Spector’s studio, OtherSide Entertainment, is also working on making the game’s world react to the actions that players take in it. Accordingly, a large part of the loop of a Thick as Thieves session will include gathering intel from around the city, which can be gained by bribing guards, for example. This kind of interactivity with one another in a live and reactive environment is the “next logical step” for the genre, according to Spector. “Part of the simulation is the human interactions in the world…It’s really a simulation that we drop a set of thieves into.” As part of its live-service offerings, Thick as Thieves will likely release new neighborhoods of the city over time as well as new thieves to promote different play styles, according to OtherSide’s CEO Paul Nerath.

OtherSide’s design philosophy surrounding Thick as Thieves emerged from a Dungeons & Dragons game that Spector played a number of years ago. The team is trying to successfully recreate the feeling Spector felt playing D&D, specifically the novelty of player-driven storytelling, by empowering players of Thick as Thieves to chart their own story in a live environment. It’s an approach that’s not unlike the kind of stuff Larian Studios received acclaim for in its previous title, Divinity: Original Sin II, which was praised for the open-endedness of its story and how much the world reacted to the player’s actions by the end of the journey.

The multiplayer angle of Thick as Thieves might also ring familiar to folks who’ve played Arkane’s Deathloop, which allowed players to invade one another’s games as a pivotal character in the narrative. Though Deathloop’s experimentation with this format yielded mixed results, perhaps due to how restrictive the mechanic was, there’s reason to believe that there’s potential in the approach by looking at other titles. Baldur’s Gate 3’s fully functional multiplayer in an otherwise-complicated game suggests as much.

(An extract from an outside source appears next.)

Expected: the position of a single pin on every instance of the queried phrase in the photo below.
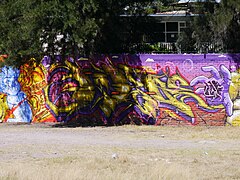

There might be a lot of roadblocks standing in the way of such a clearly ambitious project, and I’m definitely reserving judgment until I see the game in action, but the concept is promising. Not to suggest that single-player immersive sims have bottomed out, because they absolutely haven’t, but one of the most exciting things about modern games is how much players have been able to use them to tell their own stories. A studio making games that explicitly pick up on that thread and seeing what exciting new things it can yield for the medium is a net positive, in my eyes.